厚生労働省が令和元年度にまとめた国際比較資料によると…
・日本の最低賃金(当時)は約901円
・ドイツ:約1,139円
・フランス:約1,237円
最低賃金の国際比較:厚生労働省
物価の違いがあるとはいえ、OECD加盟国の中でも日本は中位クラス。
特に「先進国」の中では、上位に追いつけていないという現実もあります。
■ 教育現場でこの話題
この最低賃金の話、さまざまな場所で活用しやすいネタです。
以下のようなタイミングで活用してみてはいかがでしょうか?
【高校の進路指導】
「働くってどういうこと?」を話すときの入口に。
時給の話は実感がわきやすいです。
【特別支援学校や放課後等デイサービス】
A型やB型事業所の就労支援に関わる先生方にとって、最低賃金は重要なキーワードです。
【キャリア教育】
中学生や高学年の児童にとっても、「バイトの時給」や「働くって?」を考える教材にピッタリです。
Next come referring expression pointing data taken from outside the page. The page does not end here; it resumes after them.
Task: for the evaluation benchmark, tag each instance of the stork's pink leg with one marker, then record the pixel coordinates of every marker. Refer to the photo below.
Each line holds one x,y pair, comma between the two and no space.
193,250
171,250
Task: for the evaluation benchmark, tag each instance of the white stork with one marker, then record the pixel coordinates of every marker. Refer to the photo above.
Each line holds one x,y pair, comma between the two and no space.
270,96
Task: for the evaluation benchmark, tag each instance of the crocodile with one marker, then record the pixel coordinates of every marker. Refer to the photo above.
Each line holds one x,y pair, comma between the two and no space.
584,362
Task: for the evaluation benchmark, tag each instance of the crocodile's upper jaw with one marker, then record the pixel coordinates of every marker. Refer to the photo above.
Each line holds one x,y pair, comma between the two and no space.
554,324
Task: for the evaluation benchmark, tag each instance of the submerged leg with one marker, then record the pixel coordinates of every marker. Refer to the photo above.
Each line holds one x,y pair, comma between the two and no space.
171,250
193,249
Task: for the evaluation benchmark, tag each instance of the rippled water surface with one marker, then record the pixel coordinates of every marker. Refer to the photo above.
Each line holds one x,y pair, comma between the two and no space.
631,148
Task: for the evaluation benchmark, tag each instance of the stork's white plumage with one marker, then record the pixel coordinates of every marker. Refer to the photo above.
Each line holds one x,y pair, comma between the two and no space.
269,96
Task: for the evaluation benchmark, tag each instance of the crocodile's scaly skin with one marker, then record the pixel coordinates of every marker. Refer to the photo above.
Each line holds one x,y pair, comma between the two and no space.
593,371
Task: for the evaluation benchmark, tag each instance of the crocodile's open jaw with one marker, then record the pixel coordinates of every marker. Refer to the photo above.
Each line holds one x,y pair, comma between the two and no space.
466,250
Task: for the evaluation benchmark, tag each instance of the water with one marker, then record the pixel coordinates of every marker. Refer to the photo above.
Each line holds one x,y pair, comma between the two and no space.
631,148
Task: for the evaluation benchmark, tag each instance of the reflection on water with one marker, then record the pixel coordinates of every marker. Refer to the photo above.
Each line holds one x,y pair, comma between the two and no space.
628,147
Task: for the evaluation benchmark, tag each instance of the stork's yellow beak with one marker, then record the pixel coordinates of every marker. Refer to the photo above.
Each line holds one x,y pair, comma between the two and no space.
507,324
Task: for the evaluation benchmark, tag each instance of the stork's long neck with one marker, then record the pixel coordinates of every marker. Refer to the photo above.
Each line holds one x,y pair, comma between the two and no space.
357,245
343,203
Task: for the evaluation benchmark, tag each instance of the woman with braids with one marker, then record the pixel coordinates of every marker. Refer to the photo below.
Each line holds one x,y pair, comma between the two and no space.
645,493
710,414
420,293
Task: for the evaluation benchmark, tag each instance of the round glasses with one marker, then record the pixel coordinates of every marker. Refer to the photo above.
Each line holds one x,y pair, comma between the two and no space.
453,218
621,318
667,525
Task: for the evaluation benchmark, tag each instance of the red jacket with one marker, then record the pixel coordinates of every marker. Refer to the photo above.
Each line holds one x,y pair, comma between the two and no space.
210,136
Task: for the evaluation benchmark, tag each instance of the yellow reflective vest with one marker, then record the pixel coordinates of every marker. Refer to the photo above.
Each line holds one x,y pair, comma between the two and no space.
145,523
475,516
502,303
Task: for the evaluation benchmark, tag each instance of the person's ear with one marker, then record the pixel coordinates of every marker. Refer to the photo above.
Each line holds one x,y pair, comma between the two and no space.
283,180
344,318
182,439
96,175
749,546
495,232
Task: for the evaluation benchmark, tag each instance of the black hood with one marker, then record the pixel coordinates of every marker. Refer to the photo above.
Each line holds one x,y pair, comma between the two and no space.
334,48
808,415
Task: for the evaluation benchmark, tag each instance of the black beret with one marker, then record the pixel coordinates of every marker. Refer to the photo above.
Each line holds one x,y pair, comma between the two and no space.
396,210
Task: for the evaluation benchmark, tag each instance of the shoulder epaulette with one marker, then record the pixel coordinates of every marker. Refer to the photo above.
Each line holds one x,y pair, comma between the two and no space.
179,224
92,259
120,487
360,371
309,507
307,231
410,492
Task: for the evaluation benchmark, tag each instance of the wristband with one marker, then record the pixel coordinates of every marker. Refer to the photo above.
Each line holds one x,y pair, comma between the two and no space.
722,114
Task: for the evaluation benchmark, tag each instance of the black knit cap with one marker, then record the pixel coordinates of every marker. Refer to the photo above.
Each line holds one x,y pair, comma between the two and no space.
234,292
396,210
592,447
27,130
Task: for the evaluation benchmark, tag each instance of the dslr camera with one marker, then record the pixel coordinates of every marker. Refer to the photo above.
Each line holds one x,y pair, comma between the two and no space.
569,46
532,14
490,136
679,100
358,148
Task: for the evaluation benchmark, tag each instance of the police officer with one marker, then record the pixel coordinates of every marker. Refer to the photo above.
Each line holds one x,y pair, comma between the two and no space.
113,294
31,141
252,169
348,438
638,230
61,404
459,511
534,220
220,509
都道府県ごとの最低賃金を調べて、理由を考える…そんな活動も可能です。
■ あなたが学生だった頃、時給はいくらでしたか?
私はというと…「650円」という記憶が残っています。
当時はそれでも「まあまあ高い方」と言われていたような。
時代は変わり、制度も動いています。
先生方も、ぜひこの話題を子どもたちと共有してみてください。
きっと「えっ先生、安っ!」なんて、笑い話になるかもしれません。
でも、そこから「じゃあ、今と何が違うの?」と問いかけるだけで、
教室が社会とつながるきっかけになります。